O evento integra as ações do Plano de Metas Antirracistas do programa MS Sem Racismo e articula políticas públicas voltadas à promoção da equidade racial, desenvolvimento econômico, cultura, turismo, agricultura familiar e preservação do patrimônio histórico das comunidades tradicionais.
Durante a apresentação, ministrada pelo antropólogo do Iphan em Mato Grosso do Sul, João Paulo do Amaral, o Iphan debateu com os quilombolas presentes os avanços e desafios das políticas públicas para igualdade racial. “Apresentamos como foi o processo de Tombamento da Comunidade Tia Eva e orientamos os participantes sobre outros possíveis processos de tombamento”, disse.
Enquanto o chamado "tombamento administrativo" depende da elaboração de uma série de pesquisas e da deliberação por Câmaras Setoriais e Conselho Consultivo, a Portaria nº 135 cria um processo mais simplificado, que faz valer a Constituição Federal de 1988, em seu artigo 216, parágrafo 5°, segundo o qual ficam "tombados todos os documentos e sítios detentores de reminiscências históricas de antigos quilombos". A declaração de tombamento do Quilombo Tia Eva por meio da Portaria nº 135 foi feita durante a 112ª Reunião do Conselho Consultivo do Iphan, no Palácio Gustavo Capanema, no centro do Rio de Janeiro (RJ).
De acordo com o subsecretário de Políticas Públicas para Promoção da Igualdade Racial de Mato Grosso do Sul, Deividson Silva, o estado possui 22 comunidades quilombolas distribuídas em 15 municípios, que foram representadas durante o evento.
“Essa data não foi escolhida por acaso.

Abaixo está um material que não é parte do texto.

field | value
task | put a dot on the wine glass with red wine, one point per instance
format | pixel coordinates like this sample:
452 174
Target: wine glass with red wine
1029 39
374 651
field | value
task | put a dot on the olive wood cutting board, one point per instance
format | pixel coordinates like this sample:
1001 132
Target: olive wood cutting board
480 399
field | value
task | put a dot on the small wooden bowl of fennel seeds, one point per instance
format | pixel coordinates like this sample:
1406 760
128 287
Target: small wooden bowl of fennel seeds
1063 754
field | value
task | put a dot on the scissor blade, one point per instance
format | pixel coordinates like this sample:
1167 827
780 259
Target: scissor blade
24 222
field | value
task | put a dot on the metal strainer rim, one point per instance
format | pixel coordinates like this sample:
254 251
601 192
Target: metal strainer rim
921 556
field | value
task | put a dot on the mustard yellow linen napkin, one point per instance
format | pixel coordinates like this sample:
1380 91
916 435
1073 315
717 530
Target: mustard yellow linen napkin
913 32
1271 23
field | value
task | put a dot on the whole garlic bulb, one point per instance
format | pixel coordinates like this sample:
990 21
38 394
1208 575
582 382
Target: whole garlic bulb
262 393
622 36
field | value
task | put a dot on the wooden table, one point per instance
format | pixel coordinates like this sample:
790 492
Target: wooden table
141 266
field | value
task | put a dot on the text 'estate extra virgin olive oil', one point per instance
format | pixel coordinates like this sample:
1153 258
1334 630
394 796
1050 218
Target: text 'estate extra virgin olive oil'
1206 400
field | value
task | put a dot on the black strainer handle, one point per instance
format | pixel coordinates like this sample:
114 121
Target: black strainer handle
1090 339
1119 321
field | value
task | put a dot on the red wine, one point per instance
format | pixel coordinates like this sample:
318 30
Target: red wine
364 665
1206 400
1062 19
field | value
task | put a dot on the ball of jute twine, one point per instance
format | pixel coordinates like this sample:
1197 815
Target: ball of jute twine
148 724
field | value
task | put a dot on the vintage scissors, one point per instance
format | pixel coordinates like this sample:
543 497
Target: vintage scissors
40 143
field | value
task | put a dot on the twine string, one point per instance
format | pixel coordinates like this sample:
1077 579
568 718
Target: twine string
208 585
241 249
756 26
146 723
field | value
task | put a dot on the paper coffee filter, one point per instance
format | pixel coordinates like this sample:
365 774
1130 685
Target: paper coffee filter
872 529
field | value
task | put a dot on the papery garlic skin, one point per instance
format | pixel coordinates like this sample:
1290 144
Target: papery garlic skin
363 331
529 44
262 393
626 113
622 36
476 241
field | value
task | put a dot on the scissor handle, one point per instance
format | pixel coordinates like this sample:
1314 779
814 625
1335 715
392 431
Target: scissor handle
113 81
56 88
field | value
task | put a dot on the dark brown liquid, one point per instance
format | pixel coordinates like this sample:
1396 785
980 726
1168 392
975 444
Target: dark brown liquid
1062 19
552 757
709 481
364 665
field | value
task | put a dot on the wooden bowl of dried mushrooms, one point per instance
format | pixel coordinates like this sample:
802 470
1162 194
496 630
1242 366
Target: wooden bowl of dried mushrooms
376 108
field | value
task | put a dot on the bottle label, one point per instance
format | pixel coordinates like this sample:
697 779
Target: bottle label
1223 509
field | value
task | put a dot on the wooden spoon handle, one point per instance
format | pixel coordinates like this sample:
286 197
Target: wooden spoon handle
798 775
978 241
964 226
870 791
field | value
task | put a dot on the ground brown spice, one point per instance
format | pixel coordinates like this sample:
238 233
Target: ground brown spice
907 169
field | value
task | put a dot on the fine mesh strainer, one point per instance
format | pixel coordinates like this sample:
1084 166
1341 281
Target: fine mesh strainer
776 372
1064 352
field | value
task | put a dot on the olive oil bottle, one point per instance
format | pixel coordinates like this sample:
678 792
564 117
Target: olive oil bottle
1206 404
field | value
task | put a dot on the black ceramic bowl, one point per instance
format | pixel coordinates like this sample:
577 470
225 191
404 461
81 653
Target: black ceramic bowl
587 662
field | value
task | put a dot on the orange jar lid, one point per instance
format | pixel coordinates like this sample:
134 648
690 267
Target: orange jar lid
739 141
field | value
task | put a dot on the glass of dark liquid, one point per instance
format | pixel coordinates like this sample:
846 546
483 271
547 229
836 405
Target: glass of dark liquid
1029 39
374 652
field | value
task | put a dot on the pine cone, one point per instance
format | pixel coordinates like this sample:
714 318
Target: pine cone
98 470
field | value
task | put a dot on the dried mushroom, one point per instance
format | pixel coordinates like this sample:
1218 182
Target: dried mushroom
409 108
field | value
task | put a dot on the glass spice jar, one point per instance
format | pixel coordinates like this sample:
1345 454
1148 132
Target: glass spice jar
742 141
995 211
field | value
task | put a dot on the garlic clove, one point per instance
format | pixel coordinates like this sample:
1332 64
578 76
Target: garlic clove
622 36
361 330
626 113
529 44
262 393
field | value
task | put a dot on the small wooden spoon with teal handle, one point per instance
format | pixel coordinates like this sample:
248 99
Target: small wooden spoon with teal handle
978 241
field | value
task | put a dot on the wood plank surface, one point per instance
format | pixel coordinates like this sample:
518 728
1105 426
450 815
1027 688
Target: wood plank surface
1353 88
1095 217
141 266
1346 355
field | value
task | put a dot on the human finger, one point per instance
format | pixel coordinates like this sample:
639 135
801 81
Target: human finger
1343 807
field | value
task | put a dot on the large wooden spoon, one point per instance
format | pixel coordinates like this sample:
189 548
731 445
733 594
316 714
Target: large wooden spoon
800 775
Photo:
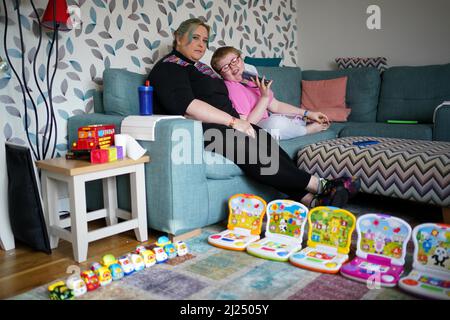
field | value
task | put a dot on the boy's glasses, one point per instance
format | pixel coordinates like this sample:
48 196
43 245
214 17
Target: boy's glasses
232 63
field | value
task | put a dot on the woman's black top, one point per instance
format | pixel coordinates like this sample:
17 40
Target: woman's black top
177 81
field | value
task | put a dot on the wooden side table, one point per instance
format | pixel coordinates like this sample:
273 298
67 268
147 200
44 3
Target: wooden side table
76 173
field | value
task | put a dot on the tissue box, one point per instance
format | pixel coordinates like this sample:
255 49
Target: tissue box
99 156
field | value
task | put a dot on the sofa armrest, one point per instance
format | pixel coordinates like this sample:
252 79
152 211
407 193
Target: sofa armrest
177 192
441 121
73 123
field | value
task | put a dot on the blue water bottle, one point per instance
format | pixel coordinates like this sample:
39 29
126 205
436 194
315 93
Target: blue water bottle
146 99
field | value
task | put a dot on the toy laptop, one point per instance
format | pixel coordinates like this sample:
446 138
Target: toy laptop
329 239
430 276
244 223
381 250
286 221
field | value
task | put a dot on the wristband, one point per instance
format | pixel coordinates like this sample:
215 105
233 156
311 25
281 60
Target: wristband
232 122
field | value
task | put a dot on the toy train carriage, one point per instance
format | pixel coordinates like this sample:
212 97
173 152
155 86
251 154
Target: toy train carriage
94 137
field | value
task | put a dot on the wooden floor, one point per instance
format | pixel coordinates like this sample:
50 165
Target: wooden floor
23 269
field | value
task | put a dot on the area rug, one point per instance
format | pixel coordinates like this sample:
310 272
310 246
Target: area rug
210 273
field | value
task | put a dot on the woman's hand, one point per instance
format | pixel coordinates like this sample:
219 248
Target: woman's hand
263 88
245 127
318 117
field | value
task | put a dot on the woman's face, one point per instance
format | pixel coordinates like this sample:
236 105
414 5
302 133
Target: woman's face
231 67
194 49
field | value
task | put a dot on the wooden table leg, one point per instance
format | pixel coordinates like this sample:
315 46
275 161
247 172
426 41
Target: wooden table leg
446 215
78 216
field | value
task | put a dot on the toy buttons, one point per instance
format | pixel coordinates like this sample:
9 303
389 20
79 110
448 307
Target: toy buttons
284 231
246 213
329 240
381 250
430 276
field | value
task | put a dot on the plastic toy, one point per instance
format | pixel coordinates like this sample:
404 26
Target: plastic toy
91 280
59 291
94 137
284 231
116 271
160 255
381 250
430 276
137 261
182 248
246 213
127 266
108 259
329 240
168 247
77 285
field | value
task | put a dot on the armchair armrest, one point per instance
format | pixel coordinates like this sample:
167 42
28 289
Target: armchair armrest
441 119
177 192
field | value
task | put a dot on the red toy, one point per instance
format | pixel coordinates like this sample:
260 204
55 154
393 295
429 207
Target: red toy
94 137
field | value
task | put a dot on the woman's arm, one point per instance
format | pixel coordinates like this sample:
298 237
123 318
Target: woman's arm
202 111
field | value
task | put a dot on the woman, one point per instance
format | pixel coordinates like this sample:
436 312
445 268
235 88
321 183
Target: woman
253 99
184 86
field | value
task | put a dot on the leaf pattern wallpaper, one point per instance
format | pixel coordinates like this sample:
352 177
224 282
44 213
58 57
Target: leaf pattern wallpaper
130 34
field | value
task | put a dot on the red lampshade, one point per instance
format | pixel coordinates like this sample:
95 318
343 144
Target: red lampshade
61 15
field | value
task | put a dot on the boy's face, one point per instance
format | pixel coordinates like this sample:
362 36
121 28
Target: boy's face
231 67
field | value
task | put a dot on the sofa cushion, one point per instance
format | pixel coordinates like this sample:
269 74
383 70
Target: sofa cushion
286 83
412 93
379 129
326 96
362 90
120 91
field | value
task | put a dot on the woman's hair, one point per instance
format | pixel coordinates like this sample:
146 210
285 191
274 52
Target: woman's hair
188 27
220 53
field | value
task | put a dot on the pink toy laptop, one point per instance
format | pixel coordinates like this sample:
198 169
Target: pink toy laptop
430 276
244 223
381 250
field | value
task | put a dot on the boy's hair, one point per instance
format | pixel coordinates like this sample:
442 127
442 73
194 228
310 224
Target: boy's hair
189 26
220 53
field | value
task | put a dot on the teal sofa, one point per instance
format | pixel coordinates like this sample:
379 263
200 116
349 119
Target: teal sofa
184 197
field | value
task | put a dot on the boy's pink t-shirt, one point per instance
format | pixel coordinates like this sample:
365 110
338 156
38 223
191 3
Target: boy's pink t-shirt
245 98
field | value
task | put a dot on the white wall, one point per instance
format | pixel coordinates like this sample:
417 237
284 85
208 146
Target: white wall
413 32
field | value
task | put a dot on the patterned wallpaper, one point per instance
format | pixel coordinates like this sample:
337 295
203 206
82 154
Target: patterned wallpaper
131 34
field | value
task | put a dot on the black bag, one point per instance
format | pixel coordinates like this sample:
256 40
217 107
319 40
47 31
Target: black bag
25 207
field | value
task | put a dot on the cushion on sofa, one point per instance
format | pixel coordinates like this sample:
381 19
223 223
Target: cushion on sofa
120 95
412 93
362 90
326 96
286 82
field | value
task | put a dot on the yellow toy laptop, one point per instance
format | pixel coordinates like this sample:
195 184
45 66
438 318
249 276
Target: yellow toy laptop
329 239
286 221
430 276
244 223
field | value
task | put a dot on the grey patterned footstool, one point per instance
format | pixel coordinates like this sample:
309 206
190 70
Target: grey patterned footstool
408 169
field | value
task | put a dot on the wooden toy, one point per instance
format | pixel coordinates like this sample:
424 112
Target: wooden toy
381 250
286 221
246 213
329 240
430 276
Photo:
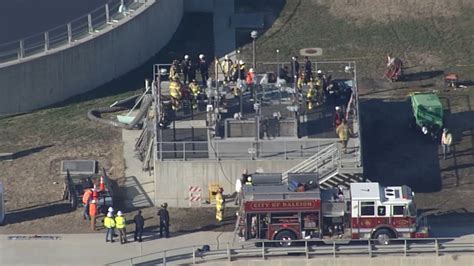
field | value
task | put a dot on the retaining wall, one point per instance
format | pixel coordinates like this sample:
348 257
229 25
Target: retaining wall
43 80
174 177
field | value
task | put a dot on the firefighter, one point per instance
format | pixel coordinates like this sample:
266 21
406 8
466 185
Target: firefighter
241 73
310 95
121 225
86 199
195 92
227 68
446 141
300 82
343 132
308 69
204 69
250 81
109 223
164 220
295 68
175 93
93 212
185 67
174 70
220 205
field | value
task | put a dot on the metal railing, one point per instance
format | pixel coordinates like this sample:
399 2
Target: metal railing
306 249
67 34
239 149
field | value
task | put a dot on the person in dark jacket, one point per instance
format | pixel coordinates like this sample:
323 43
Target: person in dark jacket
308 69
295 68
204 69
164 220
139 224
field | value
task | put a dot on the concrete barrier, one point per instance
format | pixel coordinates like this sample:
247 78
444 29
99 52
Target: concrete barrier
43 80
174 177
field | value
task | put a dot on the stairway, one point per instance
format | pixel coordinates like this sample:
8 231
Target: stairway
329 166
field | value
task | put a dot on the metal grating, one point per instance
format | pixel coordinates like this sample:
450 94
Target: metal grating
78 166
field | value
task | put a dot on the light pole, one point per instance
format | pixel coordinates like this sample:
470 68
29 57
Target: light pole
254 35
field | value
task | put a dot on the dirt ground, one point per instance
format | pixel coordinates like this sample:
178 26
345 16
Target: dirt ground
393 154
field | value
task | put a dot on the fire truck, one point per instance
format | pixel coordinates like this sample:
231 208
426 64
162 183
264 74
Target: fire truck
300 209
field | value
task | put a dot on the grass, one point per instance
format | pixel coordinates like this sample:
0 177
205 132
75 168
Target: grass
438 42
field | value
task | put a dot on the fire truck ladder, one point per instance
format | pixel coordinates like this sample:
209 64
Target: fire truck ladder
329 165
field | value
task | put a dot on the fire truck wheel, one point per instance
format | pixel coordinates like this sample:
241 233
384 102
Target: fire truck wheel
286 238
383 236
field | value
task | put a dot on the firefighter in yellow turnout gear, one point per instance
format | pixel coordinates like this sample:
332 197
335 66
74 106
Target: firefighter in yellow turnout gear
175 92
220 205
195 91
310 95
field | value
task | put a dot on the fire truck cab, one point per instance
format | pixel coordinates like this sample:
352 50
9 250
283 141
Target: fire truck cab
299 209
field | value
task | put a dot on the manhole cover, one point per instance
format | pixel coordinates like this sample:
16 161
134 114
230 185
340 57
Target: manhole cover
78 167
311 51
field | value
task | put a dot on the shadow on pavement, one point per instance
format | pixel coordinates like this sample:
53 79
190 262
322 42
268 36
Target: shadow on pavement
393 153
37 213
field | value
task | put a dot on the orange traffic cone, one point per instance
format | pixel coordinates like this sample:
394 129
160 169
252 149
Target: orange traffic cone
95 193
102 184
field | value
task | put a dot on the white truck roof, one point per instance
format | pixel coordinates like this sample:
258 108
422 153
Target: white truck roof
366 191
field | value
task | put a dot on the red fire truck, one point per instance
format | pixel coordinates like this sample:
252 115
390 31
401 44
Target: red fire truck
299 209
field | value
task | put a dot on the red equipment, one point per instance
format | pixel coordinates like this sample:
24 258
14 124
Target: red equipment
101 184
366 211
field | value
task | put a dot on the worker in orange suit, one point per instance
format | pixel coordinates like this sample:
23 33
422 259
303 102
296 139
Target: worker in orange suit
93 212
86 199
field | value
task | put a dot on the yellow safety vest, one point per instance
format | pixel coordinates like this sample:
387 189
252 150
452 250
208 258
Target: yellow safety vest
120 221
109 222
219 201
195 89
175 89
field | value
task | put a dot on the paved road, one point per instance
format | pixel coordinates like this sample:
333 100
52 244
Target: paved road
91 249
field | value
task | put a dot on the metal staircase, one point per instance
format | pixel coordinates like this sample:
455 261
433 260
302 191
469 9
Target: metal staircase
330 166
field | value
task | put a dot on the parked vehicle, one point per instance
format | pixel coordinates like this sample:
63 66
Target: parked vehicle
275 211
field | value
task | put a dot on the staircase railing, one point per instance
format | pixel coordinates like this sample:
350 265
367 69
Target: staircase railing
325 160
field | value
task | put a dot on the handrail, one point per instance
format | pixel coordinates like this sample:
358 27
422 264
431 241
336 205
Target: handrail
65 34
311 248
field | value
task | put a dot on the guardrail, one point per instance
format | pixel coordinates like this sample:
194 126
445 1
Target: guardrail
67 34
241 149
306 249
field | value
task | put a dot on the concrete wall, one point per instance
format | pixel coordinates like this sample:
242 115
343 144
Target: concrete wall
42 81
174 177
199 5
429 260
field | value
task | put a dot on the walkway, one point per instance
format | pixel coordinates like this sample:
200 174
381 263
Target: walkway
139 186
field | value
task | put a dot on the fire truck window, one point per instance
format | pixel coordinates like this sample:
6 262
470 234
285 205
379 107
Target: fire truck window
283 218
367 208
398 210
381 210
310 220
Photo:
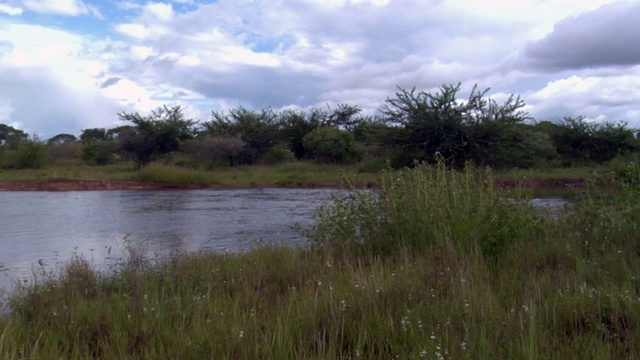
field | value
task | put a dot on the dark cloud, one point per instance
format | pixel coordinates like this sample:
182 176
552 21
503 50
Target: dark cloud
608 36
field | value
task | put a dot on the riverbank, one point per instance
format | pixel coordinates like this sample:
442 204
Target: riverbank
67 176
432 267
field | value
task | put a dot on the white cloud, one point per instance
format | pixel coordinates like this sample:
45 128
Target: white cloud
160 11
598 98
60 7
215 55
10 10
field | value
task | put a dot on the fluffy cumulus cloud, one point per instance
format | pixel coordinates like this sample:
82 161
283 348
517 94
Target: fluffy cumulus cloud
66 65
596 39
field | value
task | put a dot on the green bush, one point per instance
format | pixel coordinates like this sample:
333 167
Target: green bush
331 145
25 154
278 155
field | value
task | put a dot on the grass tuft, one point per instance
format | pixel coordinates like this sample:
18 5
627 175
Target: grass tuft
437 264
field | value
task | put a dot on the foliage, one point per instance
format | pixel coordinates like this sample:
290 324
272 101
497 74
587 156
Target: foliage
559 288
24 154
579 141
278 154
96 152
478 129
212 150
9 134
331 145
94 134
61 139
258 130
424 208
159 133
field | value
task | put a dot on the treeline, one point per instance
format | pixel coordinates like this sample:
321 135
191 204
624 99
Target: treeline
413 126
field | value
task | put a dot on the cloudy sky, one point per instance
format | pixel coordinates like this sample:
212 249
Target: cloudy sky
67 65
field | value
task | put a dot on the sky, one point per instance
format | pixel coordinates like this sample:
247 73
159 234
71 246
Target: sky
68 65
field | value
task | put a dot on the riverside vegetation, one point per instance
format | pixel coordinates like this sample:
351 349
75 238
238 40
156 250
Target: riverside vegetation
436 264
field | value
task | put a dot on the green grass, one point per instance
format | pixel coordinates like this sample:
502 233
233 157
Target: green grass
284 175
437 264
291 174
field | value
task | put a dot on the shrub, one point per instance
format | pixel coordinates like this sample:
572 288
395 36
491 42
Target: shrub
97 152
278 155
25 154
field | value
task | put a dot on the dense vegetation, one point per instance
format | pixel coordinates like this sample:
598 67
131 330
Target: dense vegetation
412 127
437 265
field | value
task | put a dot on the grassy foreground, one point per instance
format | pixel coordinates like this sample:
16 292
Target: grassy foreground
435 265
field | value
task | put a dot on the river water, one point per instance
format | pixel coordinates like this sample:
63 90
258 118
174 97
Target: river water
50 227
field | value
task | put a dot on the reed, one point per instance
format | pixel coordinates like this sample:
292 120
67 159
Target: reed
436 265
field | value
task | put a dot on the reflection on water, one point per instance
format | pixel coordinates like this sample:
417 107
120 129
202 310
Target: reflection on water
51 226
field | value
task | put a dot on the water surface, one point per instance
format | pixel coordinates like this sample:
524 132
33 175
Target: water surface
50 227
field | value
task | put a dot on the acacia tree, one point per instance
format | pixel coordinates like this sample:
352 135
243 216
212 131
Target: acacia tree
258 130
438 125
9 134
151 136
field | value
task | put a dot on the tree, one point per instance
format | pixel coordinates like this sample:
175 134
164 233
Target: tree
438 125
259 130
93 134
62 139
213 150
154 135
331 145
579 140
9 134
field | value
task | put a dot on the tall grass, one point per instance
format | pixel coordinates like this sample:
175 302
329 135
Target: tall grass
436 265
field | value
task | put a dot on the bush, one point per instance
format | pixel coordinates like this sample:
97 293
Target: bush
278 155
25 154
331 145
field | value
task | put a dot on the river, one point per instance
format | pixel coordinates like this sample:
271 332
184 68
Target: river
49 228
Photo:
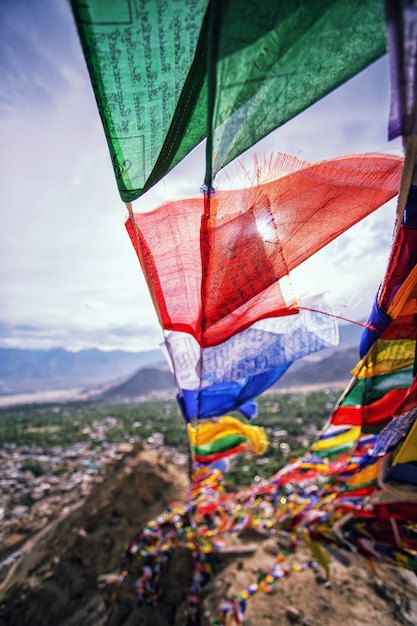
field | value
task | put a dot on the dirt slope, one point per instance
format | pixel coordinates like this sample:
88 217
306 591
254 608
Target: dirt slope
68 576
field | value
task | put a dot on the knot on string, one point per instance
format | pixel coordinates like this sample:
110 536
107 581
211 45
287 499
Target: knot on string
208 191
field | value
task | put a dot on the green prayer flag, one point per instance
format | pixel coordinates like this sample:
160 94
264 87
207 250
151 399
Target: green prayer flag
166 75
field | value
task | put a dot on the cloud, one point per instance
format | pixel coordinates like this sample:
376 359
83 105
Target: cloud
68 271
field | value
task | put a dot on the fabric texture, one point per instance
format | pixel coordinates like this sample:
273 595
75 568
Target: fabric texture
167 75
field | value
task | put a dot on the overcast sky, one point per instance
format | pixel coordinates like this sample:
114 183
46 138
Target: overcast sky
68 274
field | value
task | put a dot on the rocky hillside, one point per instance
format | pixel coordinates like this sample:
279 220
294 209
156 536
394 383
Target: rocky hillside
69 573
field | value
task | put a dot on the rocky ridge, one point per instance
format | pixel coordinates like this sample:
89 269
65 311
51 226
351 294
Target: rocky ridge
70 571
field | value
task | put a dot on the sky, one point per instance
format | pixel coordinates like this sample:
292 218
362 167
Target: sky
69 276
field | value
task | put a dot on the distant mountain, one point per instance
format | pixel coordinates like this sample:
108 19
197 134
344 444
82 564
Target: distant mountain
25 371
142 383
333 368
128 373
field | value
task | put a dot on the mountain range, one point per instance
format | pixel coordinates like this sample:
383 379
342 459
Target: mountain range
132 374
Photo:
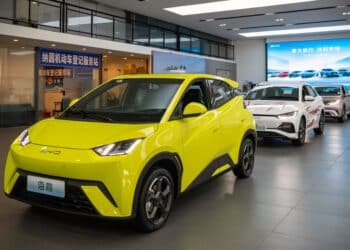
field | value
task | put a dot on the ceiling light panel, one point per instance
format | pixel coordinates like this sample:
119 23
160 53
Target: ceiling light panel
296 31
228 5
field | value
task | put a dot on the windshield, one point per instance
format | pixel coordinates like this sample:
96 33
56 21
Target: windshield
126 100
274 93
328 91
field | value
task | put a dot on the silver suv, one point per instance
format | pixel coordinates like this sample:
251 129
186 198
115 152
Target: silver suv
336 99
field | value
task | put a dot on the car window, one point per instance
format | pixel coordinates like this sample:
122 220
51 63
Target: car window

Ela antecede o 13 de maio, o dia do estabelecimento da Lei Áurea, que historicamente trouxe um falso ideal de liberdade para a população negra do nosso país. A nossa intenção é ressignificar esse momento. Em vez de celebrarmos uma liberdade incompleta do passado, estamos aqui para celebrar a resistência e a sobrevivência do presente, transformando isso em políticas públicas concretas”, disse Deividson.
Portaria Iphan nº 135/2023
Além de ser um instrumento mais célere e simplificado para o tombamento de quilombos, a Portaria detalha uma série de princípios como a autodeterminação e a consulta prévia, livre e informado das comunidades quilombolas, garantindo seu protagonismo no processo de preservação. Vale ressaltar que, embora o Quilombo Tia Eva se torne, assim, o primeiro quilombo do Brasil declarado tombado pela Portaria nº 135, ele não se torna o primeiro quilombo tombado do País - título que fica com o Quilombo do Ambrósio, em Ibiá (MG), cujos remanescentes foram inscritos ainda em 2002 no Livro do Tombo Histórico, pelo processo de tombamento tradicional.